Ellis stepped outside as the van pulled to a stop before the front door. Zero alighted immediately and Ellis was surprised to see that he'd removed his mask, his simian features naked to the world. He walked past Ellis without a word, without a handshake, without even eye contact, and stepped into the foyer. A man and a woman emerged—Romy Cadman and Patrick Sullivan, looking perplexed. Ellis introduced himself and welcomed them. The last to debark were Kek and an aging sim, but they did not approach.

“You two are welcome inside,” he said.

“No, sir,” said the sim. “We stay. Good air.”

“As you wish.”

As Tome and the mandrilla wandered out onto the frosty lawn, Ellis stepped back inside and faced his guests.

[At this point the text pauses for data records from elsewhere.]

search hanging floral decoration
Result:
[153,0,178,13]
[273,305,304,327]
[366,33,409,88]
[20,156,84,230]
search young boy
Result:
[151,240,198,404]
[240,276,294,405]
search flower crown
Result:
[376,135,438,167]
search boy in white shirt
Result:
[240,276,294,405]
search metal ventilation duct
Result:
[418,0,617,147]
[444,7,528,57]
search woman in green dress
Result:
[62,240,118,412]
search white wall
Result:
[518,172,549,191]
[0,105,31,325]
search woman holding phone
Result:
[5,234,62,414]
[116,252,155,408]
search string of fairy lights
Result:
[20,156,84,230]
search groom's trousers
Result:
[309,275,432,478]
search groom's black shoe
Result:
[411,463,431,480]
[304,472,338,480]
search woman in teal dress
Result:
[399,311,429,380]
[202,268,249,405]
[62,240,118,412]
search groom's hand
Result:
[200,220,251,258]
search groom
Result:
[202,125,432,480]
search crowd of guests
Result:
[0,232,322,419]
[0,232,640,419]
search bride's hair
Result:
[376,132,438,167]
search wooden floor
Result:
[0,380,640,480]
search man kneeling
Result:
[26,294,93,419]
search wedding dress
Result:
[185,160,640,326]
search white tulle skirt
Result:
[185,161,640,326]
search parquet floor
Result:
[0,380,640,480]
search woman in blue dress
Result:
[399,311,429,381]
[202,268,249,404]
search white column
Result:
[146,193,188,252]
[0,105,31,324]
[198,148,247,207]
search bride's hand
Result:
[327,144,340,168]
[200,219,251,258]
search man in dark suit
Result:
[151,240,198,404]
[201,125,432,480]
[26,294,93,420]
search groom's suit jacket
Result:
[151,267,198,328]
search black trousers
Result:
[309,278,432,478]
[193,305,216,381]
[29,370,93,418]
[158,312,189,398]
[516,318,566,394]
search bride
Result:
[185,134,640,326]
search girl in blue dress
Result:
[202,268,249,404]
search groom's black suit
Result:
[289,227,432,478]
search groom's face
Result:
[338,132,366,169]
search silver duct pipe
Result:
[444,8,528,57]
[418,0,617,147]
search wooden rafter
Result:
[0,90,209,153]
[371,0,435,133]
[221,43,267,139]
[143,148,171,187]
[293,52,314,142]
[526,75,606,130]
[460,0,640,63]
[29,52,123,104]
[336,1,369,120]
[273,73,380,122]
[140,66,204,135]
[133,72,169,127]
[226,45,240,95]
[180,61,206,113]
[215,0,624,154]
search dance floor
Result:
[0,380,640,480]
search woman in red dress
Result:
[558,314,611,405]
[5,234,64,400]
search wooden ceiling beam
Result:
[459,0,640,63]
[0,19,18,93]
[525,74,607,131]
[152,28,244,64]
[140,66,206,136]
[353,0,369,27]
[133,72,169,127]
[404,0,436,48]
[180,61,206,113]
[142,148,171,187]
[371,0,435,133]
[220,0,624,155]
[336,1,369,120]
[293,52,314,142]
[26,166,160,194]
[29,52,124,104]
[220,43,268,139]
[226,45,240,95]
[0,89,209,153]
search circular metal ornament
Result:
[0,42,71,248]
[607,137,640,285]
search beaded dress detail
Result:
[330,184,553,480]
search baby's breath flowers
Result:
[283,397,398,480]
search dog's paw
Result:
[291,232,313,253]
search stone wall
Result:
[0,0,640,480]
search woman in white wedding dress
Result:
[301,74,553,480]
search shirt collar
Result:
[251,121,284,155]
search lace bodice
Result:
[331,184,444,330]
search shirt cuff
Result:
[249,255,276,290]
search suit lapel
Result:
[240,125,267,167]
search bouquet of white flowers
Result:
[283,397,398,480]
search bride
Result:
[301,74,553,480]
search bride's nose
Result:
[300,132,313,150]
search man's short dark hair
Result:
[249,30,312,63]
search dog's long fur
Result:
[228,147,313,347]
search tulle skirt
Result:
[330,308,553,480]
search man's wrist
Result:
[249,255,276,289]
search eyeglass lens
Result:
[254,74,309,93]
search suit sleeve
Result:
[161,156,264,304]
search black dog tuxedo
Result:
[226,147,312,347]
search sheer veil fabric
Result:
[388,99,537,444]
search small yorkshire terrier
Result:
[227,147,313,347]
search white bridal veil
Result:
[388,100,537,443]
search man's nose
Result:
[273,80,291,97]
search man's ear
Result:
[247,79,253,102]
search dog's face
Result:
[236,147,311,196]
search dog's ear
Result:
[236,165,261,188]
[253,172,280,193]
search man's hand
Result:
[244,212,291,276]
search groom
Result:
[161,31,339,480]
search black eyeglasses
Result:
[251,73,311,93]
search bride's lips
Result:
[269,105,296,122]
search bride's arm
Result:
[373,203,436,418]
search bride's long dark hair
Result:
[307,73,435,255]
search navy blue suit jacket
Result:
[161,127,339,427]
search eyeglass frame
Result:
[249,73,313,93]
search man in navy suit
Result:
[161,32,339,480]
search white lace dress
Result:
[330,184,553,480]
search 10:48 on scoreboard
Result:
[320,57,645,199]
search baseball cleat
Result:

“Can I offer anyone some—”

“You've seen the film,” Zero said, his voice thick. “Meerm's baby is a girl, a very human-looking girl. Dr. Cannon told me she should look more like a sim and she told me why. She also gave me a possible explanation for why the baby looks so human. She didn't want to believe it and neither do I. Do you know what I'm talking about?”

“Yes, I believe I do.”

“Then tell me it's not true!”

“I only wish I could.”

Zero lunged toward him, teeth bared, hands clawing forward. Ellis braced himself for the impact.